I learned that if I went on that TV show "Are You Smarter Than a Second Grader," I might not win if I couldn't use Google. The number of times that I had to research how to do homework with my second grader this season as we were homeschooling was wild. But it showed me that there was a part of his life that I had been so removed from as it relates to him and homework that I need to rethink how we got to that point, so I can know and understand his assignment and not miss out on this part of his life even as an entrepreneur. Believe it or not, I love having our kids at home as long as I was there too.
There is always a level of "mom guilt" that I experience on any given day. Still, nothing compares to the level of mom guilt I feel when my humans are all at home, and I am at work 8-10 hours of the day. So the days that I am home with them and we get to work in the same space, eat lunch, and take gym breaks together was a joy and one that I would not have brought the chance to experience if it weren't for COVID.
2020 exposed many things and people for who and what they indeed are, and that includes me. I had so many areas in my life on autopilot that until I slowed down and experienced a complete shutdown in my business and wholly altered life as I know it at home, did it rear its ugly head. It was like I had miniature holes in areas of my life that were covered by cute little area rugs, and they had been there so long that I never questioned them or what was under them. It wasn't until COVID hit, and I had the chance to do some internal "house cleaning," did I notice that there were areas that needed to be addressed, internally and naturally, too. Nothing, and no one, went untouched by the pandemic or the racially driven civil unrest in the world, but we all had choices to make afterward. Were we just aiming to get by and wait for things to pass over, or were we impacted enough to make life-altering changes for the betterment of ourselves and for others? I chose the latter.

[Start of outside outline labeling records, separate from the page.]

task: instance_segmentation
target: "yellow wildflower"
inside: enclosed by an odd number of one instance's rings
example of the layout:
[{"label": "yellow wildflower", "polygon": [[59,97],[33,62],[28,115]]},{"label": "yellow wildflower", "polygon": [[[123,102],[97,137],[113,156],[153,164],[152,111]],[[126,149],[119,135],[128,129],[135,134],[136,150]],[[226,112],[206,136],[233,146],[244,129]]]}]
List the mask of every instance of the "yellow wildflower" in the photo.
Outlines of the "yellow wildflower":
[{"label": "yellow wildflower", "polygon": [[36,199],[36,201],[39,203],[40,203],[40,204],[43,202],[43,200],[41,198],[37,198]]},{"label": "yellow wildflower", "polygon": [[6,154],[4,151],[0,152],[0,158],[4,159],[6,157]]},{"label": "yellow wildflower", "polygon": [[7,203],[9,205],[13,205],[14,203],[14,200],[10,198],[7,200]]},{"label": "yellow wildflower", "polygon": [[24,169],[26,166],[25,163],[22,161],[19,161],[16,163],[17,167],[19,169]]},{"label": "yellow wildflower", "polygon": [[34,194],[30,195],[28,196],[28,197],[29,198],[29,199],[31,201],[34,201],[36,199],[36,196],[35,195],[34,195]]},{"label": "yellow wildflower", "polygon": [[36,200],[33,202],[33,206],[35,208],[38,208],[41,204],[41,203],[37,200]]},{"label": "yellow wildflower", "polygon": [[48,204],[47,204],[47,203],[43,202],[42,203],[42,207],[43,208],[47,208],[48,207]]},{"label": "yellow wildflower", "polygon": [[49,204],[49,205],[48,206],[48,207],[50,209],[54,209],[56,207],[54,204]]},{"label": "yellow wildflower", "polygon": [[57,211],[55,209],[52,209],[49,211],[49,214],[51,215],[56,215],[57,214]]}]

2020 and all that came with it doesn't end on January 1st, 2021. The change that everyone is so eagerly looking for started many weeks back for me and my personal "mini holes." If I need to put a date on it like we traditionally do, 2021 started about 6 weeks early for me, and I have been on a mission to get things in order ever since. It was when my perspective on things changed that I felt like everything else did too. My mission as a mother, wife, and entrepreneur has changed and very different than ever before. It feels good to know that for once in my adult life that, I didn't "auto-pilot" these findings. Instead, I was forced to slow down, live, listen, learn, and adjust. If it weren't for 2020, I can't say that I actually would have and for that reason alone, I will be forever grateful for the lessons learned, the challenges that made me tap into my bucket of resilience that I never knew was there, for the lives changed by my voice and for all that is to come from the many holes in my life that I had the chance to fill.
I talk through my process on January 16th and walk you through a strategies that may help get your thoughts in order as we progress through another year of life. Cheers to 2021 as we enter into a New Year, and cheers to you for being a part of it along with the rest of the Queen Team and me. We are grateful for all the support and look forward to being a part of great things with you in 2021.